Maybe, just maybe, the player’s career might not be threatened.

Maybe, just maybe if the referees decided to grow a pair City might just be able to get that bit of ‘luck’ which our season has so far been lacking…

The cutting edge is still missing

City’s win on Wednesday brought a sigh of relief within Planet Blue for sure – but that the final blood pressure lowering second goal came so late in the game and from City’s only shot on target in the second half is perhaps an indication that the cutting edge is still lacking. Sterling had a shot clip the bar and sail over after a mazy run and of course against Chelsea last week De Bruyne managed to steer his short range effort onto and over the same crossbar. Those chances are the ones which need to nestle in the back of the onion bag if City are to settle down and move on through the gears in games. 2-0 is just THAT bit more comfortable and cause the opposition to step just THAT bit further out of the comfort zone – you know, the one that says, ‘keep it tight and we may just nick that goal even in added time’. De Bruyne’s radar especially just seems to need a slight tweak – passes that were finding their targets unerringly last season are just suffering from the occasional lack of direction or being over hit; shots that were troubling the keeper last season are now not really working them or just squeezing wide of the post.

We need him to make the necessary adjustments and for Aguero to return fully restored and focused so that the cutting edge which can make the difference in this league of fine margins can be re-discovered before Chelsea stretch their lead too far.

When one door closes…

Ilkay Gundogan must be cursing his luck. Just as he was finding his feet in the team and the Premier League it seems he has suffered another season ending and potentially career threatening injury. Amarabat’s seemingly innocuous (although still illegal – see earlier) challenge has cost this talented young man several months of his footballing career as he faces operations and a prolonged period of rehabilitation.

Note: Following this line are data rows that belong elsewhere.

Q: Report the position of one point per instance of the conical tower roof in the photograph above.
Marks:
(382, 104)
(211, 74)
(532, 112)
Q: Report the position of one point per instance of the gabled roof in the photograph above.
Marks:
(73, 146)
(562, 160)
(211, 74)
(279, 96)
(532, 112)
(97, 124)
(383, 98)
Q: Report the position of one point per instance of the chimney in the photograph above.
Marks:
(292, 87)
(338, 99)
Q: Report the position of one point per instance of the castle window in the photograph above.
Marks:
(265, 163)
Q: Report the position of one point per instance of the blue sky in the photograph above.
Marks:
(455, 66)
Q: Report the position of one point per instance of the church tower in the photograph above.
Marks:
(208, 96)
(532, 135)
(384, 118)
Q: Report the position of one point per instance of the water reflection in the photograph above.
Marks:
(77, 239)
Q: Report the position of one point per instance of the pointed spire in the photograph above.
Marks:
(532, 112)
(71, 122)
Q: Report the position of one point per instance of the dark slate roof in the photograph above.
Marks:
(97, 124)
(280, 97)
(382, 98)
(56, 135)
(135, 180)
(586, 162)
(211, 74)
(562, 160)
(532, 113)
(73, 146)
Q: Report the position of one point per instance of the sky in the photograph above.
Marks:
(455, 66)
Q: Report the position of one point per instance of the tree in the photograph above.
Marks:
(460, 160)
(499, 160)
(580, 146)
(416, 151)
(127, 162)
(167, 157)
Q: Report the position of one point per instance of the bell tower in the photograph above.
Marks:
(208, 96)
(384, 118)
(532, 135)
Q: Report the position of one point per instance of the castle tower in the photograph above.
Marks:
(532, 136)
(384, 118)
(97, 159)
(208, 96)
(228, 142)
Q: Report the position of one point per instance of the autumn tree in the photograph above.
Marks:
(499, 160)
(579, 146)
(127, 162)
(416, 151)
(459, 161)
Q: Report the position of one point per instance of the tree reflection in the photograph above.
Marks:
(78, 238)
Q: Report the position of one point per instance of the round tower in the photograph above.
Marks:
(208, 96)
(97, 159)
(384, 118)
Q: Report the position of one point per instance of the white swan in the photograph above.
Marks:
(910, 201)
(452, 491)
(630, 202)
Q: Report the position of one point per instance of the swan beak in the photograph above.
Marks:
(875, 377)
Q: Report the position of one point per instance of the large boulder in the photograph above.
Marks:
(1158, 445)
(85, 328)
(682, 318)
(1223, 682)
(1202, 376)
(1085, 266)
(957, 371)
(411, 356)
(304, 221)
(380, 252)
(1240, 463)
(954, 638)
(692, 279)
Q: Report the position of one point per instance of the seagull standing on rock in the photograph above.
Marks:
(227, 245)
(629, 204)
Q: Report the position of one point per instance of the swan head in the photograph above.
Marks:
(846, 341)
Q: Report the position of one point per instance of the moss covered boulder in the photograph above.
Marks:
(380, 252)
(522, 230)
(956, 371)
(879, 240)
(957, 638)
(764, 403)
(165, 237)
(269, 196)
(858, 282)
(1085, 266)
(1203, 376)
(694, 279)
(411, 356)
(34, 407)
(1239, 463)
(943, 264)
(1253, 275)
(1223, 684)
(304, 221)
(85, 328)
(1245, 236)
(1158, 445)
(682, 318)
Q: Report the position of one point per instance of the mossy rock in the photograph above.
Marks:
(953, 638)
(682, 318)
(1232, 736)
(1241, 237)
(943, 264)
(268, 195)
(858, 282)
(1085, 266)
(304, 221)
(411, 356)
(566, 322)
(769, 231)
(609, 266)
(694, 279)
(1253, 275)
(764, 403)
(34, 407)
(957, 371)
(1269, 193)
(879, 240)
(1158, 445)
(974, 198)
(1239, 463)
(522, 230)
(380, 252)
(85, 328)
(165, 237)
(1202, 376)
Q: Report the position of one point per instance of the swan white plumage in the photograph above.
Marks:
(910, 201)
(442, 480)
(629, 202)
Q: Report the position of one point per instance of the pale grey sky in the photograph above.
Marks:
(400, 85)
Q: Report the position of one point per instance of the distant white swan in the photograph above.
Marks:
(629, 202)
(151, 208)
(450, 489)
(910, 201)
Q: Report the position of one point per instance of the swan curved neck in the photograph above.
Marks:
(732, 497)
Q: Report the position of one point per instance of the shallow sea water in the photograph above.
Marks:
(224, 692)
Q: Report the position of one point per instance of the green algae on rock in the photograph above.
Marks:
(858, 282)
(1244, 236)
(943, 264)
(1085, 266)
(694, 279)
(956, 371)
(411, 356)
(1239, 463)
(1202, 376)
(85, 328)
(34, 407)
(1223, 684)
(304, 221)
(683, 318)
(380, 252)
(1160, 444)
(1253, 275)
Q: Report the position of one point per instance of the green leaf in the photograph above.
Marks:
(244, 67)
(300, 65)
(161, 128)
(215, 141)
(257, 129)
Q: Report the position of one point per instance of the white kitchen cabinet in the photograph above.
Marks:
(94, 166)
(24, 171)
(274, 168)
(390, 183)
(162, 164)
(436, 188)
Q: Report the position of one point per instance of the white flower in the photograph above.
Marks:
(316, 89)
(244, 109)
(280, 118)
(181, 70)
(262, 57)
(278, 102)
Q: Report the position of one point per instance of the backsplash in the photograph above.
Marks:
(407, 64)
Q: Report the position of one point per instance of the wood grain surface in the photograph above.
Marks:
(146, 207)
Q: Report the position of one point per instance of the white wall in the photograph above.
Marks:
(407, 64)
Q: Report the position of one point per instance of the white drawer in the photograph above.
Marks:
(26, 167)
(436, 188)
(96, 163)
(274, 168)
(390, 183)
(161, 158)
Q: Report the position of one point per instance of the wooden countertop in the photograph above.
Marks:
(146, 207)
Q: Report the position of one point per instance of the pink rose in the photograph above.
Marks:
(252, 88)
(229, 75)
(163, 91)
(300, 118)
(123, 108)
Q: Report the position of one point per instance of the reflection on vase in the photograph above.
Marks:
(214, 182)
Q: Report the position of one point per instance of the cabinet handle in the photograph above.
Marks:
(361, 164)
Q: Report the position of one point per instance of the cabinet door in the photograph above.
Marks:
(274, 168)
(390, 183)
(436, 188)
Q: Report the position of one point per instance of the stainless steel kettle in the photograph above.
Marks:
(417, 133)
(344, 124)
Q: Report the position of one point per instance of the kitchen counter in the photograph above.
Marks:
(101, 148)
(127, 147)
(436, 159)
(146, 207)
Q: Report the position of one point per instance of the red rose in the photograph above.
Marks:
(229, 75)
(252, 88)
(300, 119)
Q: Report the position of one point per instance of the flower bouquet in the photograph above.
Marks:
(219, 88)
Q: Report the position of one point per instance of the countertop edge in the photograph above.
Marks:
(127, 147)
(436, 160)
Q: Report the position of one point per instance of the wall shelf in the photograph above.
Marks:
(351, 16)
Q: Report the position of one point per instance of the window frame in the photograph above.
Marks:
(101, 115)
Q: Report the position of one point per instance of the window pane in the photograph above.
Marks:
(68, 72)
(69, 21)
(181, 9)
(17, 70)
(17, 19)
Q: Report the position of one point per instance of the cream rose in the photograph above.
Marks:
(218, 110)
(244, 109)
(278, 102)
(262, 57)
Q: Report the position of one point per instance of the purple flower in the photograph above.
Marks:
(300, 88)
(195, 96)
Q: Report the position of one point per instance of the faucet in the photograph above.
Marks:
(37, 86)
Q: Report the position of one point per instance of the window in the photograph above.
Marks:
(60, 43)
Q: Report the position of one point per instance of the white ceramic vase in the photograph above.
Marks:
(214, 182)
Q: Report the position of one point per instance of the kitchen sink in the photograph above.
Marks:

But as he comes to terms with this blow and the door closes on his 2016/17 contribution to City’s drive for success, another opens for other members of the squad. Yaya Toure, so long on the periphery of Pep Guardiola’s thoughts has returned to the squad and with a level of fitness and application which might just see him slip into the Champion’s League squad when it is announced before midnight on 1st February 2017. Fabian Delph might also be looking at this situation and considering that after his own injury nightmare that he too has an opportunity to finally kick start a career at City which has stalled since his acrimonious move from Villa. Time to step up.

This is not a situation which will give anyone any pleasure and the thoughts of all City fans and his team mates are with Ilkay Gundogan as he begins his road to recovery – we wish him all the very best for a speedy return to full fitness.